US Supreme Court Justice Clarence Thomas, who has found himself under scrutiny over his judicial decisions and accepting lavish gifts from a billionaire Republican, is dismissing the criticism as "nastiness" and "lies," according to US media.
"There's certainly been a lot of negativity in our lives, my wife and I, over the last few years, but we choose not to focus on it," the New York Times quoted Thomas as saying Friday at a judicial conference in the southern US state of Alabama.
Staunch conservative Thomas, the longest-serving justice on the court, has been embroiled in controversy since it emerged last year that he had gone on a trip paid for by Republican donor and real estate tycoon Harlan Crow.
The justice has also faced calls to recuse himself from cases related to the 2020 election because of his wife's involvement with efforts to block Joe Biden's victory.

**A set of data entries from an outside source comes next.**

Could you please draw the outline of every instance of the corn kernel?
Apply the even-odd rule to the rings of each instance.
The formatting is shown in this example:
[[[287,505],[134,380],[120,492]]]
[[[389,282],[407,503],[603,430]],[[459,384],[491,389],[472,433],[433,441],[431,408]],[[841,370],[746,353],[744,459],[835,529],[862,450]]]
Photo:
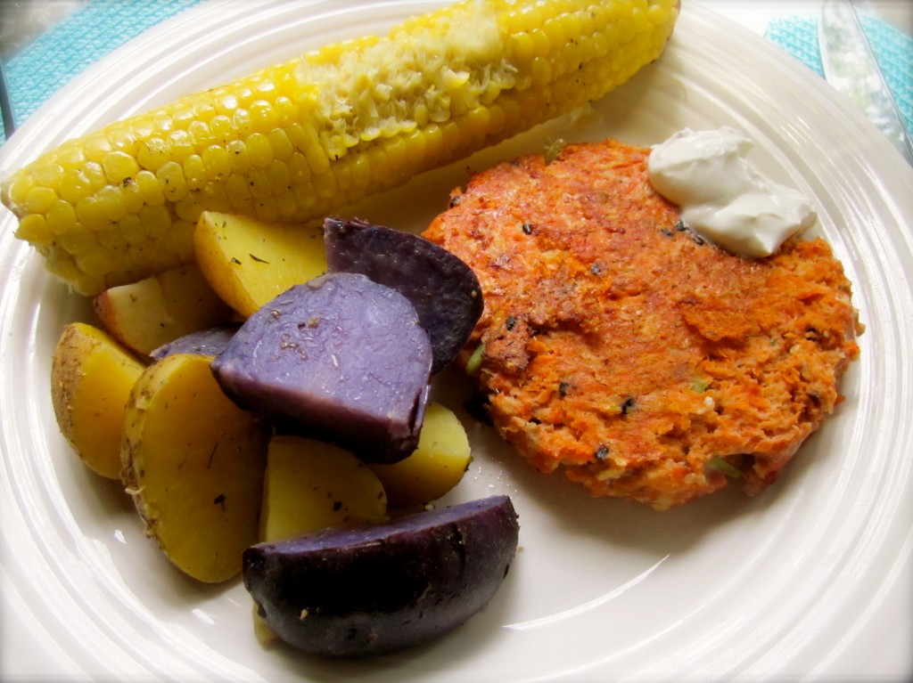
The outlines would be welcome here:
[[[286,131],[280,128],[273,129],[267,133],[267,140],[269,140],[269,147],[273,150],[273,159],[284,161],[295,150]]]
[[[272,130],[278,125],[278,117],[276,115],[276,109],[272,104],[265,99],[257,99],[256,102],[251,102],[247,111],[250,114],[250,122],[255,130],[266,132]]]
[[[28,191],[23,205],[31,213],[45,213],[57,201],[57,192],[53,190],[37,186]]]
[[[121,184],[140,171],[140,164],[137,163],[136,160],[124,151],[109,152],[105,155],[101,166],[108,182],[114,185]]]
[[[273,160],[273,149],[269,139],[263,133],[254,133],[247,138],[247,154],[255,168],[265,169]]]
[[[215,144],[215,134],[205,121],[194,120],[187,124],[187,134],[190,136],[194,150],[202,151],[210,145]]]
[[[273,193],[269,176],[264,169],[251,169],[247,173],[247,185],[250,187],[250,196],[255,200],[262,200]]]
[[[99,243],[109,252],[126,252],[129,243],[123,232],[120,229],[103,230],[98,234]]]
[[[226,193],[233,211],[241,213],[249,212],[253,206],[250,187],[246,178],[237,173],[232,173],[226,181]]]
[[[276,210],[278,212],[278,220],[294,220],[295,215],[298,213],[298,202],[295,201],[295,193],[288,191],[277,194]]]
[[[123,198],[121,196],[121,192],[122,188],[120,186],[108,185],[97,191],[93,197],[99,211],[104,214],[105,220],[109,222],[120,221],[127,213]]]
[[[187,192],[174,202],[174,213],[177,217],[184,221],[190,221],[193,223],[195,223],[199,220],[204,208],[204,203],[200,201],[199,192]],[[171,226],[169,225],[170,228]]]
[[[206,184],[206,169],[198,154],[191,154],[184,160],[184,181],[187,190],[194,191]]]
[[[136,188],[142,205],[163,204],[165,195],[159,184],[159,179],[151,171],[141,171],[133,178],[133,187]]]
[[[232,119],[235,121],[235,129],[237,130],[238,135],[241,138],[247,138],[251,133],[256,130],[254,123],[250,118],[250,112],[247,109],[237,109],[232,115]]]
[[[289,172],[288,164],[277,160],[269,164],[266,171],[273,194],[281,194],[291,190],[291,174]]]
[[[94,195],[79,200],[76,205],[76,217],[89,230],[101,230],[108,225],[104,206]]]
[[[99,243],[87,247],[76,256],[76,264],[89,276],[103,277],[109,272],[110,261],[110,252]]]
[[[220,145],[211,145],[201,155],[203,168],[210,181],[220,181],[231,172],[228,151]]]
[[[0,200],[97,293],[191,258],[204,208],[308,221],[602,97],[662,52],[675,5],[457,0],[64,143]]]
[[[137,147],[136,160],[143,169],[158,171],[171,156],[168,144],[162,138],[151,138],[140,141]]]
[[[128,244],[142,245],[148,237],[146,229],[140,221],[139,212],[124,216],[118,223],[118,227]]]
[[[289,159],[289,176],[293,184],[300,184],[310,180],[310,167],[308,160],[299,151],[296,151]]]
[[[226,145],[226,150],[228,153],[228,160],[232,170],[244,173],[250,169],[250,155],[247,154],[247,146],[244,142],[237,140],[232,140]]]
[[[69,202],[58,200],[46,214],[47,229],[56,235],[62,235],[77,223],[76,210]]]
[[[58,236],[60,245],[69,254],[77,254],[86,251],[94,244],[96,239],[95,231],[89,230],[82,223],[76,223],[73,228]]]
[[[276,207],[276,199],[268,196],[254,202],[254,214],[266,222],[276,222],[279,220],[279,211]]]
[[[36,246],[48,246],[54,242],[54,233],[47,227],[47,221],[40,213],[31,213],[19,222],[16,236]]]
[[[163,234],[171,229],[171,214],[163,204],[144,207],[140,212],[140,221],[150,235]]]
[[[190,138],[190,133],[186,130],[178,129],[170,131],[168,140],[171,148],[171,159],[177,163],[182,163],[184,160],[196,151],[194,149],[194,141]]]
[[[155,171],[155,177],[159,179],[159,186],[169,202],[179,202],[187,193],[184,168],[176,161],[163,164]]]
[[[330,171],[330,160],[327,159],[323,148],[318,143],[314,142],[309,145],[308,149],[304,150],[304,156],[308,159],[310,172],[315,176]]]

"What you are going to find, especially in Washington, is that people are going to pride themselves on being awful," Thomas said, according to the Washington Post. "It's a hideous place."
Thomas stressed that he and his wife try to ignore their critics and focus on the positive.
"You don't get to prevent people from doing horrible things or saying horrible things," the justice was quoted as saying by the Times. "But one, you have to understand and accept the fact that they don’t, they can't change you unless you permit that."
According to a ProPublica investigation published last year, 75-year-old Thomas went on one trip to Indonesia paid for by Crow that alone was likely worth $500,000.
He also joined Crow -- whose friendship with the justice the New York Times in 2011 called "unusual and ethically sensitive" -- for trips to an exclusive all-male wilderness resort in California and to properties in Texas and New York state over the past two decades.
Crow told ProPublica that his gifts to Thomas were "no different from the hospitality we have extended to our many other dear friends," and that the two had never discussed pending cases.
Thomas, who was nominated for the court in 1991 after a confirmation process in which he was accused of sexual harassment by a former aide, joined the majority of judges who ruled to overturn the national right to abortion last year.
He went further than his colleagues, saying the conservative-dominated court should also examine its rulings on contraception and same-sex marriage.